A lunar eclipse is shown over the ocean in Oceanside, California, U.S., January 31, 2018. A lunar eclipse is shown over the ocean in Oceanside, California, U.S., January 31, 2018. REUTERS/Mike Blake

By Alex Dobuzinskis

LOS ANGELES (Reuters) – A thousand people crowded on a hilltop outside Los Angeles before dawn on Wednesday for one of the best views in America of a rare lunar eclipse called a “Super Blue Blood Moon,” as the Earth’s shadow fell across its natural satellite.

Outside the Griffith Observatory, which more commonly draws tourists looking at the city’s famous Hollywood sign, people lounged on the grass and peered through telescopes for a better look at the red-tinted “blood moon” shadow

“I didn’t expect to see this many people and it kind of feels like nice inside to be, ‘Ah! Other people know about this and want to come see it,'” said Sam Rubaye, a 34-year-old property manager in Los Angeles who came up with friends.

The "Super Blue Blood Moon" sets behind the Staten Island Ferry, seen from Brooklyn, New York, U.S., January 31, 2018.

The “Super Blue Blood Moon” sets behind the Staten Island Ferry, seen from Brooklyn, New York, U.S., January 31, 2018. REUTERS/Eduardo Munoz

In western North America, the eclipse began at 3:48 a.m.

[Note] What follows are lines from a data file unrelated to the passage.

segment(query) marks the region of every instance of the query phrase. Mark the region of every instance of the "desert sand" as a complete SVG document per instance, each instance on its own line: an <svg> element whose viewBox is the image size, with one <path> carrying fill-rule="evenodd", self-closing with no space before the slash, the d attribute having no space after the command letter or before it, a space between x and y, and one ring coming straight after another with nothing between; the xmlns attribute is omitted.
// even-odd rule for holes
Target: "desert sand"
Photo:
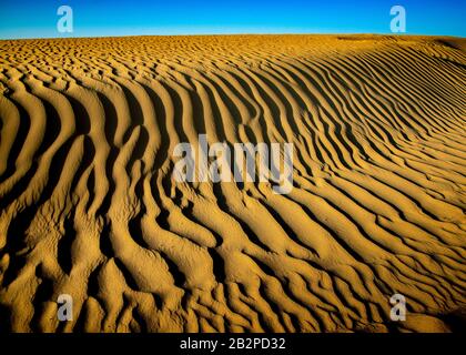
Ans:
<svg viewBox="0 0 466 355"><path fill-rule="evenodd" d="M0 41L0 331L464 326L465 44ZM201 133L293 143L293 190L175 182Z"/></svg>

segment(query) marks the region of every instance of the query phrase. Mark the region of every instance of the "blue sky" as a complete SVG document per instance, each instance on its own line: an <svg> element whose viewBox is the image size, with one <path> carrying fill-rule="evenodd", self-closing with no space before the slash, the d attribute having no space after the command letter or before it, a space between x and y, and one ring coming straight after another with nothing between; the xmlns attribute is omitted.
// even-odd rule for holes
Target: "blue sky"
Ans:
<svg viewBox="0 0 466 355"><path fill-rule="evenodd" d="M62 6L73 32L57 30ZM466 37L466 0L0 0L0 39L209 33L389 33L406 9L406 34Z"/></svg>

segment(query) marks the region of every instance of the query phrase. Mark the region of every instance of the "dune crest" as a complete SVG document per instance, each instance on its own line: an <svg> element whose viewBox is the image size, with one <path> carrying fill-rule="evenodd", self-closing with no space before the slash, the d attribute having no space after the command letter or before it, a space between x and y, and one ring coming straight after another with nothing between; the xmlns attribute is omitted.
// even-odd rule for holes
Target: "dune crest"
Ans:
<svg viewBox="0 0 466 355"><path fill-rule="evenodd" d="M0 41L0 331L454 331L465 40ZM176 182L180 142L293 143L293 189ZM392 322L389 298L406 297ZM61 294L73 321L57 320Z"/></svg>

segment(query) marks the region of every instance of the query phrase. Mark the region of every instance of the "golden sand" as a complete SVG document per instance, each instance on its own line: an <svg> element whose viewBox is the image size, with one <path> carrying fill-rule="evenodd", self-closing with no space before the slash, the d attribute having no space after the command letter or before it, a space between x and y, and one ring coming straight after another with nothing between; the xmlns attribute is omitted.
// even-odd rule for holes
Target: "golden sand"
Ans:
<svg viewBox="0 0 466 355"><path fill-rule="evenodd" d="M465 43L0 41L0 331L453 329ZM175 182L174 146L201 133L293 143L293 190Z"/></svg>

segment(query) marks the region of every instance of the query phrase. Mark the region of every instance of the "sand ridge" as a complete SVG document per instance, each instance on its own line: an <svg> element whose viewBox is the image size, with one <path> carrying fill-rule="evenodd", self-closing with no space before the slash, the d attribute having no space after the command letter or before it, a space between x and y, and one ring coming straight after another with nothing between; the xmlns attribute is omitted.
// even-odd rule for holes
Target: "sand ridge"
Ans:
<svg viewBox="0 0 466 355"><path fill-rule="evenodd" d="M423 37L0 41L0 329L452 329L465 65ZM175 182L199 134L293 143L292 192Z"/></svg>

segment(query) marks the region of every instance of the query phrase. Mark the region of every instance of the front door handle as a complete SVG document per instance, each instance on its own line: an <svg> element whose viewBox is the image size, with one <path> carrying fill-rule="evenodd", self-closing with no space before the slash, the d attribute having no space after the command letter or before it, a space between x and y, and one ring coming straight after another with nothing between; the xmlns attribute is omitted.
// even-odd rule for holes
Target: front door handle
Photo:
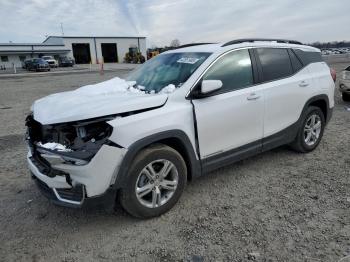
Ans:
<svg viewBox="0 0 350 262"><path fill-rule="evenodd" d="M306 82L306 81L301 81L301 82L299 83L299 86L300 86L300 87L306 87L306 86L308 86L308 85L309 85L309 83Z"/></svg>
<svg viewBox="0 0 350 262"><path fill-rule="evenodd" d="M249 96L247 97L247 100L257 100L257 99L259 99L259 98L260 98L259 95L255 94L255 93L251 93L251 94L249 94Z"/></svg>

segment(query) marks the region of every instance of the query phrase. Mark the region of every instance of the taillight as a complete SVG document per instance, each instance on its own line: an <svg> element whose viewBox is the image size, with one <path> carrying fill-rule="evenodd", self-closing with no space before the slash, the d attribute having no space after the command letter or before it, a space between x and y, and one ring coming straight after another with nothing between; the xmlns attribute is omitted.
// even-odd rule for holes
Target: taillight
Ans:
<svg viewBox="0 0 350 262"><path fill-rule="evenodd" d="M337 80L337 72L335 72L335 70L333 68L331 68L330 70L331 70L331 76L332 76L333 81L335 83L335 81Z"/></svg>

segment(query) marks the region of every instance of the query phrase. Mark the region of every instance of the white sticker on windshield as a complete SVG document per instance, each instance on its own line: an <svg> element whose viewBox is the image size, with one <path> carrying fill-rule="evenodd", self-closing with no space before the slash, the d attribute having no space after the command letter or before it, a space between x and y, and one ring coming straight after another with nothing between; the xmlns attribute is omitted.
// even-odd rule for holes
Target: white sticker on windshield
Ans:
<svg viewBox="0 0 350 262"><path fill-rule="evenodd" d="M184 64L195 64L197 63L199 58L194 57L182 57L179 60L177 60L178 63L184 63Z"/></svg>

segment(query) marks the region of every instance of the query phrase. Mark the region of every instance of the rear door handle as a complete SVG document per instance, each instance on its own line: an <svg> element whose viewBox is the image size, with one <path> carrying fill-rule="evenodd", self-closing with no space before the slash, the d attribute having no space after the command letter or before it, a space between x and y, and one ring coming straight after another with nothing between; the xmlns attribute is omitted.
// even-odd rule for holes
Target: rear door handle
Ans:
<svg viewBox="0 0 350 262"><path fill-rule="evenodd" d="M251 94L249 94L249 96L247 97L247 100L257 100L257 99L259 99L259 98L260 98L259 95L255 94L255 93L251 93Z"/></svg>
<svg viewBox="0 0 350 262"><path fill-rule="evenodd" d="M299 86L300 87L306 87L306 86L308 86L309 85L309 83L307 83L306 81L301 81L300 83L299 83Z"/></svg>

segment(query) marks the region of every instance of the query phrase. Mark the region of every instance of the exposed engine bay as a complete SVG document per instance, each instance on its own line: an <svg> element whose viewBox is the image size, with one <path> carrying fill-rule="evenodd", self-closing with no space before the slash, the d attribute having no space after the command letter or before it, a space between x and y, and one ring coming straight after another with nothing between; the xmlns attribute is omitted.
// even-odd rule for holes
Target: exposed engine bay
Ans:
<svg viewBox="0 0 350 262"><path fill-rule="evenodd" d="M29 146L34 149L55 152L72 159L89 161L103 144L111 143L108 137L113 128L106 121L114 119L109 116L86 121L76 121L53 125L42 125L32 115L26 119ZM55 150L45 144L57 143L67 150ZM68 159L68 158L67 158Z"/></svg>

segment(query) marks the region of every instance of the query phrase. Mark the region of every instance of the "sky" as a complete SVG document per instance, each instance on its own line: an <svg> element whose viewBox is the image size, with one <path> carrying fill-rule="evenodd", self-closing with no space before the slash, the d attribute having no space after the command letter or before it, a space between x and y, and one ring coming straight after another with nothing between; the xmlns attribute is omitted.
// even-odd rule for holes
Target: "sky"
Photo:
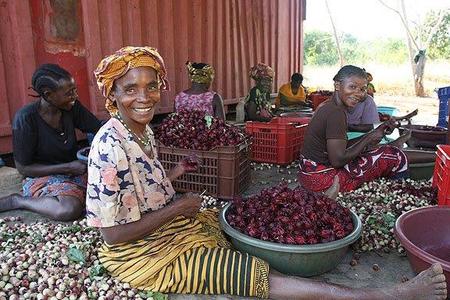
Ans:
<svg viewBox="0 0 450 300"><path fill-rule="evenodd" d="M429 10L450 9L449 0L404 0L410 21L420 20ZM397 7L399 0L384 0ZM328 0L338 33L349 33L359 39L405 37L399 16L378 0ZM332 32L325 0L306 1L305 31L318 29Z"/></svg>

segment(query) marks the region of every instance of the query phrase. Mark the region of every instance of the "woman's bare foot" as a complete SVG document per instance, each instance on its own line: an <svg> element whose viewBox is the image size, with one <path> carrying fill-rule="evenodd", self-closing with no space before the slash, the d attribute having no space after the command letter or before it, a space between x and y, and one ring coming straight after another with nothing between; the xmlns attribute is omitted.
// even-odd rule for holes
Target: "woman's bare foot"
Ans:
<svg viewBox="0 0 450 300"><path fill-rule="evenodd" d="M389 296L393 299L446 299L447 284L440 264L433 264L419 275L397 287L394 287Z"/></svg>
<svg viewBox="0 0 450 300"><path fill-rule="evenodd" d="M336 199L337 195L339 194L340 188L341 186L339 184L339 176L335 175L333 178L333 184L328 188L328 190L323 192L323 194L328 198Z"/></svg>
<svg viewBox="0 0 450 300"><path fill-rule="evenodd" d="M389 143L389 145L402 149L403 144L406 143L411 138L411 133L412 132L410 129L403 128L403 134L395 141Z"/></svg>
<svg viewBox="0 0 450 300"><path fill-rule="evenodd" d="M11 194L6 197L0 198L0 212L18 209L18 202L22 198L19 194Z"/></svg>

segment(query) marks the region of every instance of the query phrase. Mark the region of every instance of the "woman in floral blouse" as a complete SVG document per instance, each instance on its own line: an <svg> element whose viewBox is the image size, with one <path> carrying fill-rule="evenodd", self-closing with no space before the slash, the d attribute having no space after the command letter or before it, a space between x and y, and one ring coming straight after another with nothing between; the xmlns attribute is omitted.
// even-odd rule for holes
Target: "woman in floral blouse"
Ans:
<svg viewBox="0 0 450 300"><path fill-rule="evenodd" d="M163 293L408 299L406 288L356 291L269 272L263 260L232 250L217 212L199 212L201 197L174 199L171 181L191 171L188 164L166 175L158 161L148 123L167 80L156 49L122 48L103 59L95 75L112 118L95 136L89 154L87 219L102 234L99 260L112 276ZM434 293L431 280L438 276L443 276L439 266L425 271L428 283L413 285L411 295ZM445 290L445 277L436 282L443 282Z"/></svg>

Pacific Time (1148 GMT), according to NASA. Those on the East Coast were less fortunate: the moon had set before the eclipse was in full swing, according to NASA.

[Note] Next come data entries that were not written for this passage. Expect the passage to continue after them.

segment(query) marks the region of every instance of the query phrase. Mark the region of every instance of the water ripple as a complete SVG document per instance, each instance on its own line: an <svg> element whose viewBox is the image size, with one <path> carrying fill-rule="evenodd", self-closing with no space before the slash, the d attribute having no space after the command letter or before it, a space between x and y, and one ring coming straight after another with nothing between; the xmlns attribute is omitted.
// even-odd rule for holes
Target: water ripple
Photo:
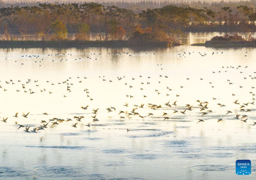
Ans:
<svg viewBox="0 0 256 180"><path fill-rule="evenodd" d="M130 165L131 163L124 161L112 161L102 163L101 164L106 166L123 166Z"/></svg>
<svg viewBox="0 0 256 180"><path fill-rule="evenodd" d="M106 174L86 174L74 178L76 180L105 180L111 178L111 176Z"/></svg>
<svg viewBox="0 0 256 180"><path fill-rule="evenodd" d="M184 148L179 149L176 151L172 150L172 152L181 153L188 153L192 152L197 152L201 151L202 150L199 149L192 148Z"/></svg>
<svg viewBox="0 0 256 180"><path fill-rule="evenodd" d="M236 156L236 155L233 153L217 153L207 154L207 156L211 158L229 158Z"/></svg>
<svg viewBox="0 0 256 180"><path fill-rule="evenodd" d="M58 149L83 149L91 147L87 146L26 146L29 148L56 148Z"/></svg>
<svg viewBox="0 0 256 180"><path fill-rule="evenodd" d="M135 154L130 155L129 157L137 159L154 159L163 158L164 156L160 154Z"/></svg>
<svg viewBox="0 0 256 180"><path fill-rule="evenodd" d="M15 167L0 167L0 177L10 178L17 176L24 176L31 174L29 173L20 170Z"/></svg>
<svg viewBox="0 0 256 180"><path fill-rule="evenodd" d="M130 151L125 149L106 149L101 151L107 153L124 153L130 152Z"/></svg>
<svg viewBox="0 0 256 180"><path fill-rule="evenodd" d="M207 156L204 154L185 154L180 155L178 157L180 158L188 158L197 159L199 158L204 158L207 157Z"/></svg>
<svg viewBox="0 0 256 180"><path fill-rule="evenodd" d="M60 135L61 136L78 136L80 135L80 133L77 133L75 132L68 132L66 133L61 133Z"/></svg>
<svg viewBox="0 0 256 180"><path fill-rule="evenodd" d="M210 171L226 171L230 170L234 168L233 166L221 165L201 165L192 167L197 170Z"/></svg>
<svg viewBox="0 0 256 180"><path fill-rule="evenodd" d="M83 171L81 168L70 166L44 166L37 170L41 171L39 173L41 176L55 178L76 177Z"/></svg>

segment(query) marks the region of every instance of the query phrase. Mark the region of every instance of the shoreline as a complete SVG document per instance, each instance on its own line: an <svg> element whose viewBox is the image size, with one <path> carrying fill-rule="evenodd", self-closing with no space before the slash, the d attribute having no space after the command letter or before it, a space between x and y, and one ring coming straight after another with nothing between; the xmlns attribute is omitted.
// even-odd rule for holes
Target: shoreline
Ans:
<svg viewBox="0 0 256 180"><path fill-rule="evenodd" d="M204 43L195 43L190 45L191 46L204 46L206 47L256 47L255 41L207 41Z"/></svg>
<svg viewBox="0 0 256 180"><path fill-rule="evenodd" d="M71 48L89 47L164 47L176 46L170 45L167 41L148 41L135 42L132 41L84 41L78 40L59 41L0 41L0 48Z"/></svg>

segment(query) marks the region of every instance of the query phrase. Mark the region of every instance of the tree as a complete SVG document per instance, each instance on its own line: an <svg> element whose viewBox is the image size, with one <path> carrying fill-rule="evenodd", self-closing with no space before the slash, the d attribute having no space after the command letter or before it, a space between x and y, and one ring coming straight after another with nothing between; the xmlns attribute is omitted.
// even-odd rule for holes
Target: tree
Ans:
<svg viewBox="0 0 256 180"><path fill-rule="evenodd" d="M237 9L239 13L243 15L244 17L244 20L245 22L246 21L246 16L252 14L253 10L252 8L248 7L247 6L237 6Z"/></svg>
<svg viewBox="0 0 256 180"><path fill-rule="evenodd" d="M8 32L8 26L7 25L5 25L4 29L4 33L3 35L2 39L6 41L9 40L10 35L10 33Z"/></svg>
<svg viewBox="0 0 256 180"><path fill-rule="evenodd" d="M78 25L78 33L76 35L76 38L79 40L88 40L89 39L90 27L85 23L81 23Z"/></svg>
<svg viewBox="0 0 256 180"><path fill-rule="evenodd" d="M66 39L68 30L62 21L56 20L51 24L51 27L57 39Z"/></svg>

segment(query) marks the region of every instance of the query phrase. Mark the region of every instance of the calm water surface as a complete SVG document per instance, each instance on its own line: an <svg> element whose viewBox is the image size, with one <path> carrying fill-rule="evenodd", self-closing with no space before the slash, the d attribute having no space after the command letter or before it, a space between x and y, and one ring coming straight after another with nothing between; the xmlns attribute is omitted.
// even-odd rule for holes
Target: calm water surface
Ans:
<svg viewBox="0 0 256 180"><path fill-rule="evenodd" d="M249 159L246 178L255 179L255 50L0 49L0 117L8 117L0 122L0 179L238 179L236 161ZM191 110L180 112L187 104ZM128 116L136 108L141 117ZM17 129L54 118L72 120Z"/></svg>

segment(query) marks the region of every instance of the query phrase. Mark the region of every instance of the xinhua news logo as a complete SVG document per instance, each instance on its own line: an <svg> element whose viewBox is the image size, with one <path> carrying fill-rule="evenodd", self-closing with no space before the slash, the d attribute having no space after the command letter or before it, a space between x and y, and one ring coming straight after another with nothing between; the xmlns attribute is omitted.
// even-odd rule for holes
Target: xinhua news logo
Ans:
<svg viewBox="0 0 256 180"><path fill-rule="evenodd" d="M238 160L236 161L236 172L237 175L251 174L251 161Z"/></svg>

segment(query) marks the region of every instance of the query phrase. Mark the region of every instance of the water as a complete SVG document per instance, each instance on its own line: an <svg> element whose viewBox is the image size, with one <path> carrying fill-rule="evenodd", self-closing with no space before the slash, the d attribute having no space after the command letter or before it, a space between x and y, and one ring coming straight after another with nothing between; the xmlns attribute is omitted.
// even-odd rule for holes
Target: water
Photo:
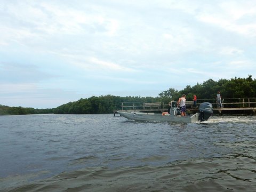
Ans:
<svg viewBox="0 0 256 192"><path fill-rule="evenodd" d="M0 116L1 191L254 191L255 116Z"/></svg>

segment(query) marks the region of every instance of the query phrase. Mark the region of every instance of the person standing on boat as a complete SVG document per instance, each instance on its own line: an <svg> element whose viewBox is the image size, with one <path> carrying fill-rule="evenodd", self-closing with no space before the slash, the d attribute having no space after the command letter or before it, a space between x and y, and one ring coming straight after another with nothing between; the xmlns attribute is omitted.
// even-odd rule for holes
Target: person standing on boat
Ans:
<svg viewBox="0 0 256 192"><path fill-rule="evenodd" d="M194 107L196 107L196 95L195 94L193 96L193 101L194 101Z"/></svg>
<svg viewBox="0 0 256 192"><path fill-rule="evenodd" d="M186 116L186 94L182 94L178 101L178 107L180 108L180 114L182 116Z"/></svg>
<svg viewBox="0 0 256 192"><path fill-rule="evenodd" d="M222 104L221 103L221 94L220 91L218 91L217 94L216 95L216 100L219 107L222 108Z"/></svg>

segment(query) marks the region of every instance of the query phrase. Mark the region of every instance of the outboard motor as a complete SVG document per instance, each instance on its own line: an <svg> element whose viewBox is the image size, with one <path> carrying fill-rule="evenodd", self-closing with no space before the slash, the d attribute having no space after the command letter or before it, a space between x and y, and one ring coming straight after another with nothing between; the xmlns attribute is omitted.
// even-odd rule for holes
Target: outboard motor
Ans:
<svg viewBox="0 0 256 192"><path fill-rule="evenodd" d="M213 113L212 105L209 102L205 102L200 104L198 107L200 113L199 119L201 121L207 121Z"/></svg>

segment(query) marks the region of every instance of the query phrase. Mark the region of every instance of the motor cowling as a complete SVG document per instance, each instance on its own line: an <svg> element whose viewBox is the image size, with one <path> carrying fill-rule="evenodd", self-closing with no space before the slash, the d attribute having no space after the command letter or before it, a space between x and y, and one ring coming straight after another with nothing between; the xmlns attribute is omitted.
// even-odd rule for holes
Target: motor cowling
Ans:
<svg viewBox="0 0 256 192"><path fill-rule="evenodd" d="M199 119L201 121L207 121L213 113L212 105L205 102L200 104L198 107L200 113Z"/></svg>

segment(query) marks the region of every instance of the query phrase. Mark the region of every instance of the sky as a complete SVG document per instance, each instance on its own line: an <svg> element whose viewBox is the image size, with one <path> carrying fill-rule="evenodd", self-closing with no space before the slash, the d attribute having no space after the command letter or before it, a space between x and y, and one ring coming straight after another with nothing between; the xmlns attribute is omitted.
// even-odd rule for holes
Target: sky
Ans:
<svg viewBox="0 0 256 192"><path fill-rule="evenodd" d="M0 105L255 79L255 53L254 0L1 0Z"/></svg>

The eclipse occurred during the rare occasion of a second full moon in a single month, otherwise known as a “blue moon,” and during a point in the moon’s orbit at which it has reached its closest position to Earth, thus making it appear larger and brighter in the sky than normal, as a “super moon.”

The reddish appearance of the lunar surface – the moon’s image does not vanish entirely during an eclipse – is due to rays of sunlight passing through Earth’s atmosphere as the moon falls into our planet’s shadow.

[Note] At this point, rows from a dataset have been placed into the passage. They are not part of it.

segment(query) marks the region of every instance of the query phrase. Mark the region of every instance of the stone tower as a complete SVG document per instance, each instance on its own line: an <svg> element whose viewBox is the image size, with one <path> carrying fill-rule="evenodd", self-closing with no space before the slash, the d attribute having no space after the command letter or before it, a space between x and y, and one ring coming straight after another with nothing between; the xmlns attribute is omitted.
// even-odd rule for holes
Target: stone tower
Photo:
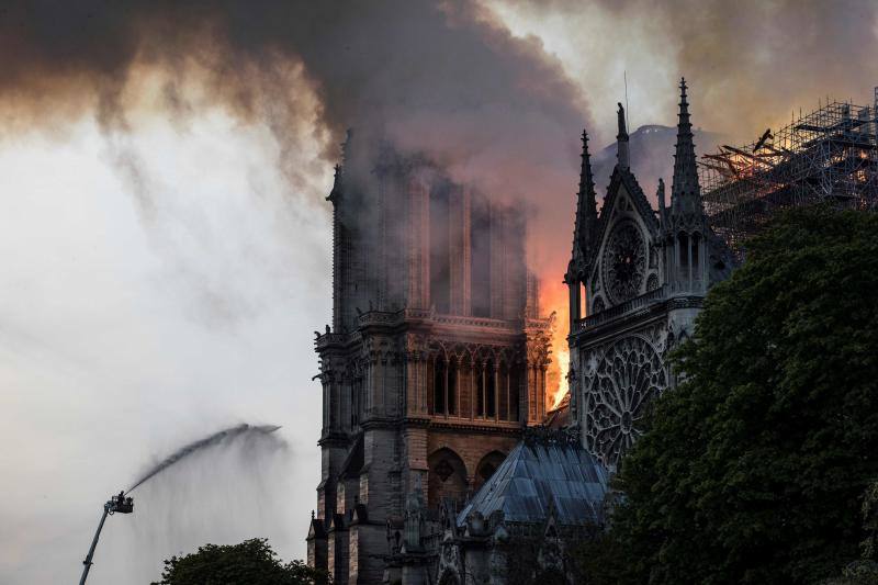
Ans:
<svg viewBox="0 0 878 585"><path fill-rule="evenodd" d="M308 562L380 583L415 486L458 507L545 416L549 320L521 210L348 135L333 205L333 323L315 341L323 462ZM362 147L362 148L361 148Z"/></svg>
<svg viewBox="0 0 878 585"><path fill-rule="evenodd" d="M680 81L671 206L654 211L630 170L619 104L618 160L600 213L587 136L564 281L570 289L571 409L586 449L609 470L640 435L651 398L673 385L667 351L694 319L732 256L701 206L686 82Z"/></svg>

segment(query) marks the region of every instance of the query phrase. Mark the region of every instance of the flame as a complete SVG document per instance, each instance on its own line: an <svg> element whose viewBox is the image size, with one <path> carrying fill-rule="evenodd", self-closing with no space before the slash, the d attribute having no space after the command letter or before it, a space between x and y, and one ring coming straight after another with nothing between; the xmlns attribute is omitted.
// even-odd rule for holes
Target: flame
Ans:
<svg viewBox="0 0 878 585"><path fill-rule="evenodd" d="M570 307L566 285L560 279L542 279L540 283L540 308L543 314L554 313L551 333L552 362L545 375L545 406L556 408L567 394L567 372L570 371L570 349L567 328Z"/></svg>

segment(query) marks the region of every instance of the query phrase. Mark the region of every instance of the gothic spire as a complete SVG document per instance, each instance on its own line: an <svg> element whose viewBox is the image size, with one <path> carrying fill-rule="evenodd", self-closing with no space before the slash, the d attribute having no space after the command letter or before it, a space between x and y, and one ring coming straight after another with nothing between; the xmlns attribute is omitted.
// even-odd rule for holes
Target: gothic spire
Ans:
<svg viewBox="0 0 878 585"><path fill-rule="evenodd" d="M665 222L665 181L658 178L658 189L655 190L655 199L658 200L658 221Z"/></svg>
<svg viewBox="0 0 878 585"><path fill-rule="evenodd" d="M622 108L621 102L618 103L619 111L619 134L616 135L616 158L617 158L617 166L620 169L628 169L629 160L628 160L628 130L624 123L624 108Z"/></svg>
<svg viewBox="0 0 878 585"><path fill-rule="evenodd" d="M592 177L592 159L588 155L588 134L583 131L582 168L579 191L576 193L576 222L573 228L573 256L585 259L597 227L597 201L595 181ZM578 254L577 254L578 252Z"/></svg>
<svg viewBox="0 0 878 585"><path fill-rule="evenodd" d="M698 185L693 125L689 122L689 103L686 101L686 79L680 79L679 90L679 121L677 122L677 145L674 153L671 211L672 213L694 213L701 206L701 188Z"/></svg>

The last time all three conditions occurred for a single lunar eclipse visible from North America was in 1866, according to the meteorological forecaster AccuWeather.

“Griffith Observatory is all about having an eyeball to the sky, and so it’s one thing to learn about this event in a book, but it’s another to see it for yourself,” observatory director Ed Krupp said in a phone interview.